The text of the document, as published by the International Save the Children Union in Geneva on February 23, 1923, reads as follows:
- The child must be given the means requisite for its normal development, both materially and spiritually.
- The child that is hungry must be fed, the child that is sick must be nursed, the child that is backward must be helped, the delinquent child must be reclaimed, and the orphan and the waif must be sheltered and succoured.
- The child must be the first to receive relief in times of distress.
- The child must be put in a position to earn a livelihood and must be protected against every form of exploitation.
- The child must be brought up in the consciousness that its talents must be devoted to the service of its fellow men.

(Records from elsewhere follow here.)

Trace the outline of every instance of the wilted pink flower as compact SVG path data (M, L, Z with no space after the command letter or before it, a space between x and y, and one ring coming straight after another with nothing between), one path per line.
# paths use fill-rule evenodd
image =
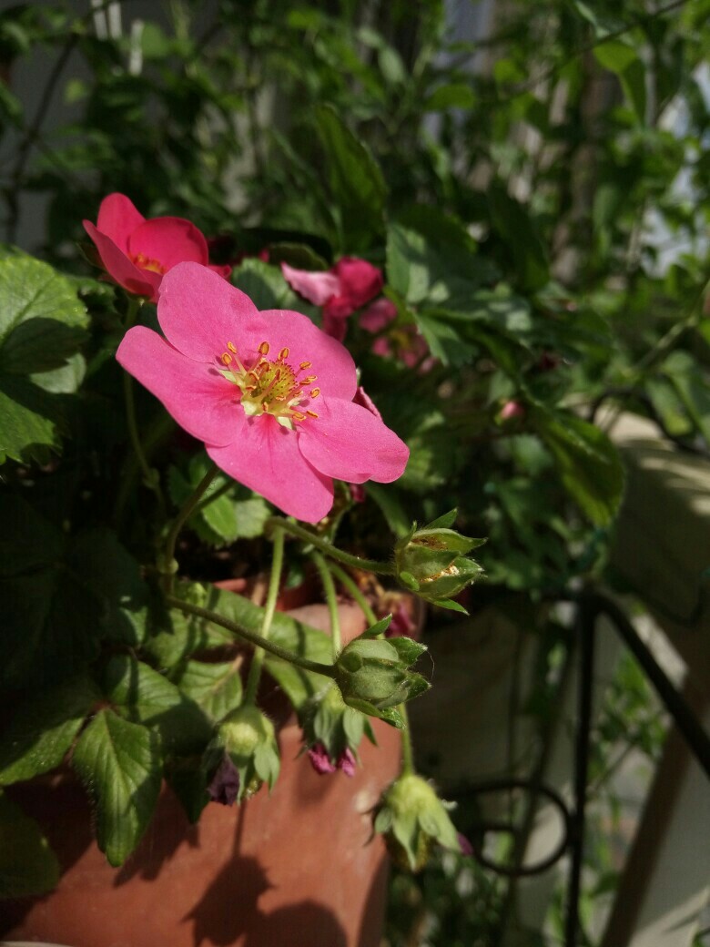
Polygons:
M284 512L317 523L333 479L389 483L407 446L353 402L355 364L300 313L259 313L206 267L181 263L163 277L165 333L129 330L116 358L204 441L214 462Z
M346 337L347 316L374 299L384 283L382 270L355 257L343 257L335 266L320 272L281 263L281 272L292 289L323 307L323 330L339 342Z
M525 407L520 402L506 402L500 411L501 420L512 420L513 418L524 418Z
M355 757L349 747L346 747L333 763L323 743L315 743L309 749L309 759L315 772L322 776L326 773L334 773L338 769L346 776L355 776Z
M129 293L157 302L166 273L177 263L192 260L209 265L207 241L194 223L182 217L153 217L147 221L124 194L101 201L96 226L84 221L106 271ZM212 266L228 277L229 266Z

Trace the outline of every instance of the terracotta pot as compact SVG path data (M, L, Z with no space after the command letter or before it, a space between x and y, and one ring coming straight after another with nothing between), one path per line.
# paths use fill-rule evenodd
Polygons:
M322 608L292 614L322 625ZM348 635L361 630L352 610L344 617ZM73 947L378 947L387 860L382 838L369 842L369 811L397 775L399 737L373 723L379 746L364 741L352 778L318 776L298 756L292 721L279 734L282 770L271 795L210 804L190 826L166 789L118 869L93 843L73 777L27 784L22 805L44 828L62 876L48 896L6 904L0 936Z

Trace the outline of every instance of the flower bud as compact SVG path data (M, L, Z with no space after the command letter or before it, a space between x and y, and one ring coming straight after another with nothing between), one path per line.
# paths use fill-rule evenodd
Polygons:
M303 704L298 716L313 769L317 773L334 773L339 769L346 776L354 776L363 736L375 742L367 718L347 706L331 681Z
M411 592L443 608L465 611L452 598L483 572L466 553L486 541L451 529L455 516L453 509L420 529L415 523L395 545L395 564L400 584Z
M203 764L210 779L207 791L218 801L231 805L236 798L241 802L264 782L272 789L280 768L274 724L253 705L237 707L220 724ZM226 795L222 792L225 773L230 775L232 788ZM235 773L239 775L238 788Z
M384 836L396 865L421 870L435 843L462 851L446 809L432 786L413 773L400 776L384 791L375 810L374 830Z
M407 637L377 637L389 621L388 616L343 649L334 680L349 706L401 726L397 705L429 689L421 674L408 670L426 648Z

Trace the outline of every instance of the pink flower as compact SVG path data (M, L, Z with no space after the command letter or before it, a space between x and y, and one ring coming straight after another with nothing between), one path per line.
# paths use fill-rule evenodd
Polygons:
M109 194L101 201L96 226L91 221L83 224L109 276L152 302L164 275L177 263L209 263L207 241L194 223L182 217L147 221L124 194ZM225 277L231 272L229 266L210 269Z
M407 446L353 402L355 364L300 313L254 303L215 273L180 263L163 277L165 333L129 330L116 358L214 462L289 515L317 523L333 478L389 483Z
M355 757L349 747L346 747L333 763L323 743L315 743L309 749L309 759L315 772L321 776L334 773L338 769L346 776L355 776Z
M316 273L281 263L289 286L314 306L323 307L323 330L339 342L346 337L346 319L382 292L382 271L366 259L343 257L329 270Z

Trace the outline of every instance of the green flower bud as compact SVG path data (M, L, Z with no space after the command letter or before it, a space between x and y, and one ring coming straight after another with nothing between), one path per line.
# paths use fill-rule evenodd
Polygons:
M435 843L462 851L446 804L425 779L414 774L400 776L384 791L375 810L374 830L384 836L395 864L412 871L424 867Z
M349 706L401 726L397 705L429 689L421 674L408 670L426 648L407 637L376 637L389 621L389 616L379 621L343 649L334 680Z
M463 611L452 598L475 581L483 569L466 554L485 540L462 536L450 527L456 510L420 529L415 523L395 545L397 576L401 585L444 608Z
M332 681L302 705L298 718L311 762L315 766L322 759L319 772L332 772L333 769L343 769L344 765L346 772L349 772L350 759L357 759L363 736L375 742L367 718L359 710L347 706ZM329 766L326 765L326 760Z
M204 765L210 779L223 774L228 758L239 774L237 799L248 799L266 782L272 789L281 760L274 724L258 707L245 705L228 714L204 753Z

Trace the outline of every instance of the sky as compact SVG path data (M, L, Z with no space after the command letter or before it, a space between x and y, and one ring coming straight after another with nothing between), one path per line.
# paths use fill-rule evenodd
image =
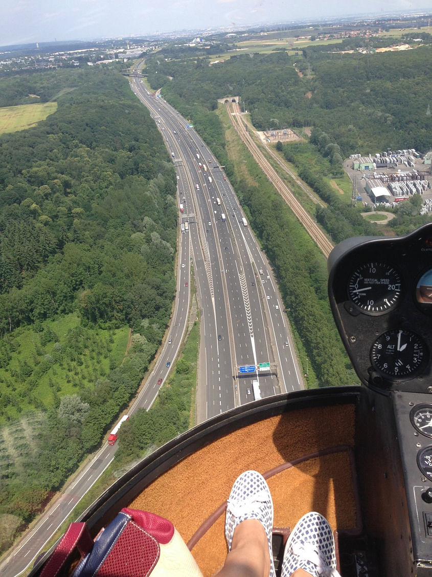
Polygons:
M430 0L0 0L0 46L146 35L398 10ZM384 12L385 10L386 12Z

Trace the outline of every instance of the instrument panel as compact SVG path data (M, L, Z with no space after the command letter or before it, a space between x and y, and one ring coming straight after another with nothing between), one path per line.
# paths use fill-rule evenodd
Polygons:
M432 391L432 224L403 237L347 239L328 266L333 314L362 383Z

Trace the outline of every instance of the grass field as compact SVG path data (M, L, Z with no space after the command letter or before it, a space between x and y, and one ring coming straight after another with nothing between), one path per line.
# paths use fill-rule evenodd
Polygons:
M31 128L56 110L56 102L0 108L0 134Z

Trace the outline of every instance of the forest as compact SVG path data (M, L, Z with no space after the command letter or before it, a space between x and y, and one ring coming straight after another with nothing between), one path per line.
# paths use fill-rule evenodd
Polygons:
M58 102L0 137L0 516L19 525L98 446L160 346L175 291L176 179L116 70L0 83L2 104Z
M432 148L431 47L344 54L334 46L236 54L211 66L208 58L165 61L159 53L146 61L147 72L151 86L163 85L165 97L181 101L191 116L197 104L212 110L218 98L238 95L257 130L314 126L344 158Z

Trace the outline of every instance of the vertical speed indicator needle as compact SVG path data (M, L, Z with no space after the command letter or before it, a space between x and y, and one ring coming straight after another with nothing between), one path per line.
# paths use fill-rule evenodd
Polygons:
M351 275L348 299L366 314L382 314L396 306L401 294L400 275L390 264L366 263Z

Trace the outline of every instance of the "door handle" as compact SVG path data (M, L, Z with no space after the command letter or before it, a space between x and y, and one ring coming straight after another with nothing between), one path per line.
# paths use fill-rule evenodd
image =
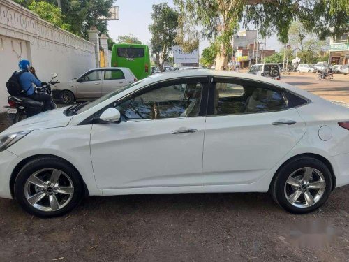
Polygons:
M279 126L281 124L288 124L288 125L290 126L291 124L295 124L296 123L297 123L297 121L285 120L285 121L276 121L276 122L272 122L272 124L274 126Z
M181 129L181 130L175 130L171 132L171 133L173 133L174 135L176 135L177 133L195 133L197 131L198 129Z

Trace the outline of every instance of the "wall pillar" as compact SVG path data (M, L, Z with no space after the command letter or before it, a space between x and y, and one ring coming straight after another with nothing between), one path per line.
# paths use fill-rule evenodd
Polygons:
M101 47L104 50L104 64L105 67L110 66L110 59L109 57L109 52L108 52L108 38L105 35L105 34L102 34L101 37L99 38Z
M89 34L89 41L94 43L94 51L96 52L96 67L99 67L99 61L100 61L100 55L99 55L99 31L97 30L97 27L91 27L89 30L87 30L87 33Z

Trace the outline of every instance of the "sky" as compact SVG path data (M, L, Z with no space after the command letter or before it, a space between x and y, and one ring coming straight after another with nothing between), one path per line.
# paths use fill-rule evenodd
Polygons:
M120 20L109 21L107 29L110 37L114 41L119 36L129 34L138 37L143 44L149 45L151 35L148 27L151 24L150 17L154 3L167 2L170 7L174 7L172 0L117 0L114 6L119 6ZM250 28L253 29L253 28ZM200 53L209 45L209 41L202 41L199 45ZM275 36L267 39L267 49L279 51L281 45Z

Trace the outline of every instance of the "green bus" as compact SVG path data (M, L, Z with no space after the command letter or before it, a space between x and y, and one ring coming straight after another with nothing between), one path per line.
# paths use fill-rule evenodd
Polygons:
M147 78L151 73L148 45L128 43L114 45L112 66L130 68L138 80Z

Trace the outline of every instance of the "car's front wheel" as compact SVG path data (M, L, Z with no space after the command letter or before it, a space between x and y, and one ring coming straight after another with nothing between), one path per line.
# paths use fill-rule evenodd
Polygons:
M21 169L15 197L29 213L41 217L63 215L80 202L83 183L76 170L55 157L34 159Z
M327 200L332 187L328 168L313 157L298 158L283 166L272 184L275 201L288 212L313 212Z

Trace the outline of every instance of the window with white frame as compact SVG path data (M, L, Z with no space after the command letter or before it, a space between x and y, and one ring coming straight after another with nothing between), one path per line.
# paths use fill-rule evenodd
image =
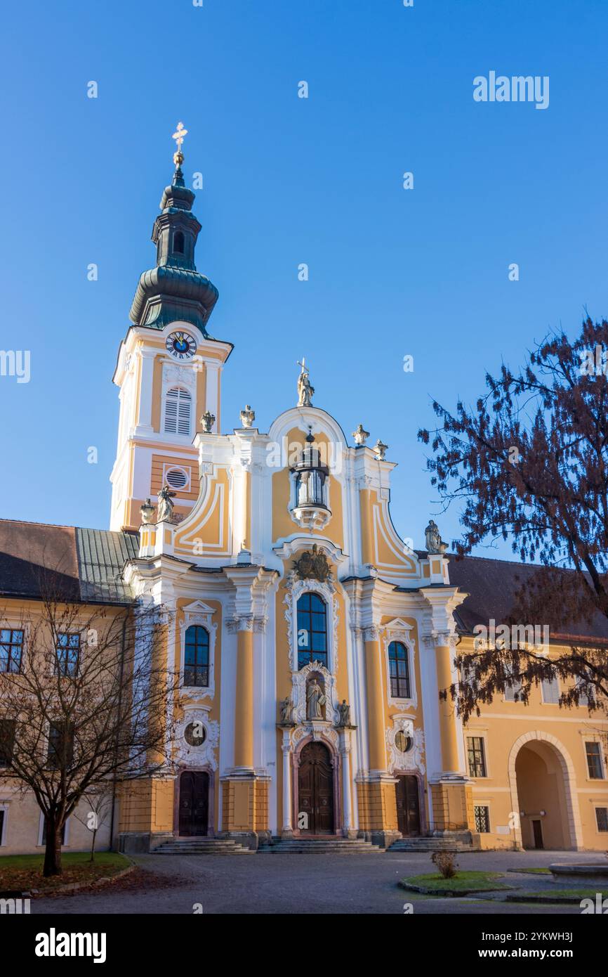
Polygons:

This text was endorsed by the League of Nations General Assembly on November 26, 1924 as the World Child Welfare Charter, and was the first human rights document approved by an inter-governmental institution.] It was reaffirmed by the League in 1934. Heads of State and Government pledged to incorporate its principles in domestic legislation. In France, it was ordered to be displayed in every school
After considering a number of options, including that of drafting an entirely new declaration, the United Nations resolved in 1946 to adopt the document, in a much-expanded version, as its own statement of children’s rights. Many different governments were involved in the drafting process. A slightly expanded version, with seven points in place of five, was adopted in 1948. Then on November 20, 1959, the United Nations General Assembly adopted a Declaration of the Rights of the Child, based on the structure and contents of the 1924 original, with ten principles. An accompanying resolution, proposed by the delegation of Afghanistan, called on governments to recognize these rights, strive for their acceptance, and publicize the document as widely as possible. This date has been adopted as the Universal Children’s Day.
This Declaration was followed in 1989 by the Convention on the Rights of the Child, adopted by the UN General Assembly, adopted and opened for signature, ratification and accession by General Assembly resolution 44/25 of 20 November 1989; entry into force on September 2, 1990, in accordance with article 49.